Patients told- only one illness at a time, please
The aim is to hurry along consultations so that GPs can meet government requirements to offer patients appointments within 48 hours.
Doctors argue that appointments run behind schedule when they are confronted with the “worried well” reading out lists of sometimes frivolous medical complaints, often researched on the internet.
The Department of Health condemned the restriction and said it should be withdrawn. It said GPs, who earn an average of £110,000 a year in England, were paid enough to make time to listen to patients who have more than one illness.
The department advised patients who encountered the restriction to complain to their local National Health Service trust: “There is record investment going into GP practices and the public who pay for the NHS rightly expect the service to respond to their needs and concerns.”

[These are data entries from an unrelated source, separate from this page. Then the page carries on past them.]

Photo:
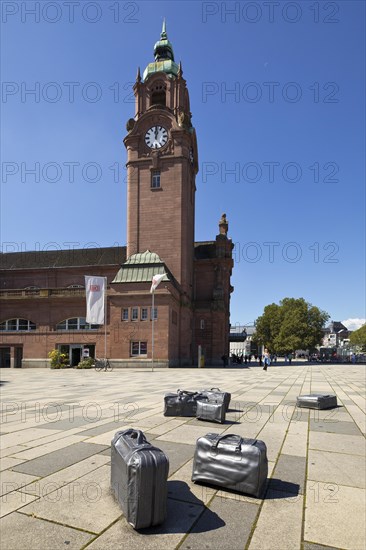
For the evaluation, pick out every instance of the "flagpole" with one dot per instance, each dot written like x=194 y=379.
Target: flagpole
x=105 y=319
x=152 y=332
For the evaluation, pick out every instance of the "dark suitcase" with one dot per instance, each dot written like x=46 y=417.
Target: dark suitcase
x=182 y=403
x=216 y=393
x=211 y=410
x=317 y=401
x=232 y=462
x=139 y=473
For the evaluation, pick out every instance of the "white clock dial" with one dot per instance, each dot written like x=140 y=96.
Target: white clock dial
x=156 y=137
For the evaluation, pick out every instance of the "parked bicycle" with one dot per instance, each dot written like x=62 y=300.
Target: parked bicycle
x=102 y=364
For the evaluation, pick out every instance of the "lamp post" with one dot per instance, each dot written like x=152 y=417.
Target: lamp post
x=156 y=280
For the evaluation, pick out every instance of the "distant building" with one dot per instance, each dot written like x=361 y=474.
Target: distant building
x=335 y=334
x=241 y=340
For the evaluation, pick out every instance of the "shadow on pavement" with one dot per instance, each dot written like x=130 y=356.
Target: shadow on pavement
x=180 y=501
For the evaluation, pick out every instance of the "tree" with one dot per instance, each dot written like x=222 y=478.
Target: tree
x=358 y=337
x=293 y=324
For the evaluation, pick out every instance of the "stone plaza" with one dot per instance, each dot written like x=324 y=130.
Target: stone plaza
x=57 y=426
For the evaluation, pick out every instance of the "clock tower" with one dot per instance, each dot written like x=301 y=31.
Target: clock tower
x=162 y=165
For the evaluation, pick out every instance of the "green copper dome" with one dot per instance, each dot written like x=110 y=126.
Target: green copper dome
x=164 y=57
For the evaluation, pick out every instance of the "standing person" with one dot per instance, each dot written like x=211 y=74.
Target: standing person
x=267 y=360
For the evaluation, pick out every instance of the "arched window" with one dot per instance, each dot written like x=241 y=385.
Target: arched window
x=158 y=94
x=76 y=323
x=76 y=286
x=17 y=325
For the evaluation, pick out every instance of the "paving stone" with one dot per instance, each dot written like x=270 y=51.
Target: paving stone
x=72 y=422
x=290 y=469
x=20 y=531
x=41 y=450
x=189 y=434
x=52 y=462
x=99 y=430
x=178 y=453
x=295 y=445
x=56 y=481
x=343 y=469
x=180 y=518
x=9 y=462
x=288 y=426
x=279 y=524
x=12 y=481
x=23 y=437
x=349 y=444
x=311 y=546
x=327 y=513
x=14 y=501
x=91 y=490
x=181 y=487
x=346 y=428
x=228 y=520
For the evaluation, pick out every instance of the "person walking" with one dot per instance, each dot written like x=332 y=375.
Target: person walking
x=266 y=358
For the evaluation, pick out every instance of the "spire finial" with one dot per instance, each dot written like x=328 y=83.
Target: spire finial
x=163 y=30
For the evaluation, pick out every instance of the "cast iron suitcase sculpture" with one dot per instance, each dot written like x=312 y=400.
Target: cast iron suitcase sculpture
x=317 y=401
x=216 y=393
x=212 y=410
x=232 y=462
x=182 y=403
x=139 y=473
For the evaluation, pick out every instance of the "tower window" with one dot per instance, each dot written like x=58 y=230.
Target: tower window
x=125 y=314
x=155 y=180
x=158 y=97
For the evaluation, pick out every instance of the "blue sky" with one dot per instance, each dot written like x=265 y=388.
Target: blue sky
x=276 y=94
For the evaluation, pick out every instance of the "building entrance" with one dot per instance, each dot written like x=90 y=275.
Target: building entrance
x=4 y=358
x=75 y=352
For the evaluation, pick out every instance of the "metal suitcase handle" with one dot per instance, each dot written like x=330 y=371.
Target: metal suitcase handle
x=137 y=435
x=214 y=447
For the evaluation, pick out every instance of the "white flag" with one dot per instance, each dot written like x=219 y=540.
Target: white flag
x=156 y=280
x=95 y=287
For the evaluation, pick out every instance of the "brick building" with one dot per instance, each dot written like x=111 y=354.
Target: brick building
x=42 y=294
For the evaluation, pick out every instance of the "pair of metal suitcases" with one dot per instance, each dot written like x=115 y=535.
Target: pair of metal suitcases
x=139 y=474
x=232 y=462
x=211 y=410
x=215 y=405
x=317 y=401
x=187 y=403
x=182 y=403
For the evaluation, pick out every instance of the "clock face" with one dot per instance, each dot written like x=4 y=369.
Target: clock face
x=156 y=137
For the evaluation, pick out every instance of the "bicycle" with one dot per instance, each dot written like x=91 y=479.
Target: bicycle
x=102 y=364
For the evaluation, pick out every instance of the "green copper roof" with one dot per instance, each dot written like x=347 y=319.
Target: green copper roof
x=140 y=268
x=164 y=57
x=168 y=66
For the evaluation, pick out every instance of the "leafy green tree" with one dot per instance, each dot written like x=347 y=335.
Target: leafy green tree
x=293 y=324
x=358 y=338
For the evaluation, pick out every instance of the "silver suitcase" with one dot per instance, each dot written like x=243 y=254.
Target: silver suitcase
x=216 y=393
x=317 y=401
x=139 y=474
x=211 y=410
x=232 y=462
x=182 y=403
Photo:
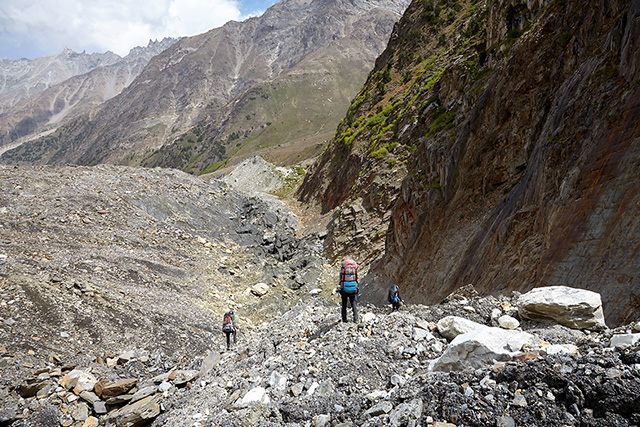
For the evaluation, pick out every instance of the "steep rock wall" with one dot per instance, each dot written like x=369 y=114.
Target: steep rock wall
x=523 y=167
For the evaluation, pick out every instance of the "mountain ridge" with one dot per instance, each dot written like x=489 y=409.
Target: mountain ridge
x=476 y=149
x=81 y=82
x=184 y=101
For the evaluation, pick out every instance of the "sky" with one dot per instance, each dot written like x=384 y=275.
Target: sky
x=33 y=28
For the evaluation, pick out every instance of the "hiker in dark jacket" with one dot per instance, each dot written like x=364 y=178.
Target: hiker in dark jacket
x=348 y=287
x=229 y=327
x=394 y=297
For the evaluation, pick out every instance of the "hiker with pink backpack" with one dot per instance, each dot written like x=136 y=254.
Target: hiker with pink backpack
x=229 y=327
x=348 y=287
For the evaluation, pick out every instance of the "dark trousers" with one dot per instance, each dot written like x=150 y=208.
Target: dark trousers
x=351 y=298
x=228 y=334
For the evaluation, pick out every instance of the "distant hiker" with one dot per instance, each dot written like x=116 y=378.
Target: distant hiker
x=229 y=327
x=348 y=287
x=394 y=297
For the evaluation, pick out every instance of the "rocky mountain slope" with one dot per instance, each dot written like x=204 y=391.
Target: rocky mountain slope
x=494 y=143
x=282 y=80
x=24 y=78
x=46 y=92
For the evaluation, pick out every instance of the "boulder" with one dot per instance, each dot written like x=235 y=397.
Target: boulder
x=420 y=334
x=255 y=396
x=571 y=307
x=408 y=413
x=622 y=341
x=278 y=381
x=452 y=326
x=260 y=289
x=508 y=322
x=481 y=346
x=116 y=389
x=136 y=414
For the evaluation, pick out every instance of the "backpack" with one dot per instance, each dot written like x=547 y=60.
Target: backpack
x=227 y=322
x=349 y=276
x=394 y=294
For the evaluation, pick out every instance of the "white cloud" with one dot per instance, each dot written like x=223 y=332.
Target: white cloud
x=116 y=25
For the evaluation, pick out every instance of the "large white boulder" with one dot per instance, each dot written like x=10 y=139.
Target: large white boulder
x=452 y=326
x=255 y=396
x=480 y=347
x=571 y=307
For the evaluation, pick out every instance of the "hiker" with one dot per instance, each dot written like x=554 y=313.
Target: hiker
x=348 y=287
x=394 y=297
x=229 y=327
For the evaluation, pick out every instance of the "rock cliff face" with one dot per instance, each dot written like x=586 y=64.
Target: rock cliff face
x=51 y=90
x=496 y=143
x=285 y=77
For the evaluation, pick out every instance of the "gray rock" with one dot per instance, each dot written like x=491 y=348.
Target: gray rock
x=255 y=396
x=260 y=289
x=100 y=408
x=622 y=341
x=80 y=412
x=480 y=347
x=89 y=396
x=278 y=381
x=452 y=326
x=505 y=421
x=322 y=420
x=420 y=334
x=379 y=409
x=142 y=393
x=209 y=362
x=119 y=400
x=508 y=322
x=406 y=413
x=138 y=413
x=571 y=307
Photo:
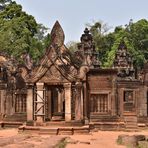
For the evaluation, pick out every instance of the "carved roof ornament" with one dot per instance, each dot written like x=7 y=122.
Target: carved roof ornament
x=57 y=35
x=123 y=61
x=87 y=50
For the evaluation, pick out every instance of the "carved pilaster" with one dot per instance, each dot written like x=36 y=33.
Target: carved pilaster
x=30 y=103
x=67 y=89
x=79 y=102
x=40 y=103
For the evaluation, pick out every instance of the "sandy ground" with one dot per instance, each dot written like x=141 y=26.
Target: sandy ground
x=100 y=139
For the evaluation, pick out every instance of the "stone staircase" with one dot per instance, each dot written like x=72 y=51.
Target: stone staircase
x=131 y=122
x=57 y=128
x=16 y=117
x=105 y=122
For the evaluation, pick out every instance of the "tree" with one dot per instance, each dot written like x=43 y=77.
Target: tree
x=135 y=36
x=99 y=31
x=19 y=32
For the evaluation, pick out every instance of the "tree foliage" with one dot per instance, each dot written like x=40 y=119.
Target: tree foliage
x=135 y=36
x=19 y=32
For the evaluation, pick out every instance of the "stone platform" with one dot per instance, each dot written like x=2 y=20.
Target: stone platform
x=53 y=130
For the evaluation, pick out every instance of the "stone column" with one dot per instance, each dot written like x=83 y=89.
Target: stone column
x=40 y=103
x=2 y=97
x=59 y=101
x=29 y=102
x=67 y=89
x=49 y=104
x=79 y=102
x=85 y=104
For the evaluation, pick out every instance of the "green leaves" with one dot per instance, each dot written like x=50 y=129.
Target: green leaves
x=135 y=36
x=19 y=32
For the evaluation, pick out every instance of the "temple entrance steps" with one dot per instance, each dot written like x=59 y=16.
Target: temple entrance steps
x=64 y=123
x=103 y=118
x=106 y=122
x=57 y=128
x=131 y=122
x=16 y=117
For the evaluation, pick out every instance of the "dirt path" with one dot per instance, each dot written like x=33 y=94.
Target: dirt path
x=9 y=138
x=100 y=139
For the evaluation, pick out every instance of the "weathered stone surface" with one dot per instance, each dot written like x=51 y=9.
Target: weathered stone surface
x=131 y=141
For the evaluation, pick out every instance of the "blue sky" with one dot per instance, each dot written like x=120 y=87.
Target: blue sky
x=74 y=14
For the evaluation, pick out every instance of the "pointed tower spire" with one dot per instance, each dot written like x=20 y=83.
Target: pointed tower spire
x=123 y=61
x=57 y=35
x=87 y=48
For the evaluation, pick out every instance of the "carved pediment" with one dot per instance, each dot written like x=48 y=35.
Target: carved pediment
x=52 y=75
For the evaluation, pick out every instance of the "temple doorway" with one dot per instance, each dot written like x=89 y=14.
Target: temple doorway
x=55 y=107
x=99 y=103
x=129 y=102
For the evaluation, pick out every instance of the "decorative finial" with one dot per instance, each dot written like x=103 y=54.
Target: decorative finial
x=57 y=35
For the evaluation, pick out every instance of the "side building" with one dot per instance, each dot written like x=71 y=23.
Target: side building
x=72 y=87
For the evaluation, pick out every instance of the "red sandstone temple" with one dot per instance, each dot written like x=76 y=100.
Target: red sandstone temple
x=73 y=88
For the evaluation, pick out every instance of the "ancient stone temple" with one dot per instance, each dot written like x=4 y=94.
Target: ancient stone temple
x=72 y=87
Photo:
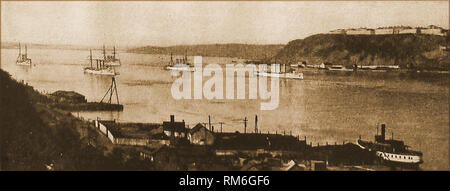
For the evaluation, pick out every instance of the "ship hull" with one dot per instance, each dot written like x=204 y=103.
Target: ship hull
x=113 y=63
x=185 y=69
x=24 y=63
x=281 y=75
x=391 y=157
x=100 y=72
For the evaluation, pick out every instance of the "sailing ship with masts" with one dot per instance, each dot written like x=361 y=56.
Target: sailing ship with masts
x=100 y=68
x=22 y=59
x=180 y=64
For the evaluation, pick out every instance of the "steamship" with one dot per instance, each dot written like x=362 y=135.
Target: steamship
x=179 y=64
x=23 y=59
x=111 y=60
x=101 y=68
x=279 y=74
x=391 y=151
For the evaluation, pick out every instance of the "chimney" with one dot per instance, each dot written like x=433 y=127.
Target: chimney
x=383 y=132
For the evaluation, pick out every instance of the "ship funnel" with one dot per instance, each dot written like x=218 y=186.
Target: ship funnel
x=383 y=132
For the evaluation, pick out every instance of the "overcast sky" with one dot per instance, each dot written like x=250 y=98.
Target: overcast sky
x=174 y=23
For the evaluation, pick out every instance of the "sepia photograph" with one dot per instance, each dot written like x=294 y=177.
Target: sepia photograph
x=224 y=86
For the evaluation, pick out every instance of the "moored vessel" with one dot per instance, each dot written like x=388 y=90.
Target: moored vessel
x=100 y=67
x=179 y=64
x=111 y=60
x=292 y=74
x=393 y=152
x=22 y=59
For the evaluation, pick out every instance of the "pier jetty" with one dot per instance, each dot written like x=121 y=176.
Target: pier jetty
x=73 y=101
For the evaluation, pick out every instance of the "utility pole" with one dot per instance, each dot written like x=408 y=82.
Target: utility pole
x=245 y=125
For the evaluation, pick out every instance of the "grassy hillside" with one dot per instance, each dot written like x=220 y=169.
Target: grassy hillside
x=405 y=50
x=34 y=135
x=215 y=50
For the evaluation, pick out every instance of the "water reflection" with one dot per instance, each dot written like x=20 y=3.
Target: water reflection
x=323 y=107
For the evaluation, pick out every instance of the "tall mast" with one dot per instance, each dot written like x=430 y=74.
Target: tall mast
x=90 y=56
x=104 y=52
x=114 y=52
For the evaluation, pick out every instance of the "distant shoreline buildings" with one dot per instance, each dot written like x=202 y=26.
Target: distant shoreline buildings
x=431 y=30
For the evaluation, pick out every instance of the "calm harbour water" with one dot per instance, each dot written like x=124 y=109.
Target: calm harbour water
x=324 y=108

The Royal College of General Practitioners acknowledges that the restrictions are widespread. It is aware of surgeries putting up notices saying, for example, “One appointment, one problem, remember others are waiting” and has advised its members to take them down.
Sunday Times reporters found the restrictions in operation in Islington, north London, and Deal, in Kent. A member of staff told a patient at the Queen Street surgery in Deal that she should seek a second appointment if she had more than one ailment. The surgery could not be reached for comment this weekend.
James Whitticase, a GP in Poole, Dorset, said he disagreed with the policy and that patients should be allowed to raise all their ailments because they may not know which one is the most serious.
“A classic example would be a patient saying, ‘I have a rash on my neck, I have an ingrown toenail, etc, etc and, oh, I also have crushing chest pain’. We obviously want to focus on the chest pain but that is how patients sometimes present their illnesses,” Whitticase said.
“If patients are only allowed to discuss one issue, they may say the illness that is really bothering them at the moment is their ingrown toenail.”
Critics of the policy also point out that the role of the family doctor is to care for a patient’s health in general and not focus on single conditions.
The British Medical Association defended the restriction signs: “If they try to cram too much into one appointment it doesn’t work well for either the current patient or the later patients who may have to wait.”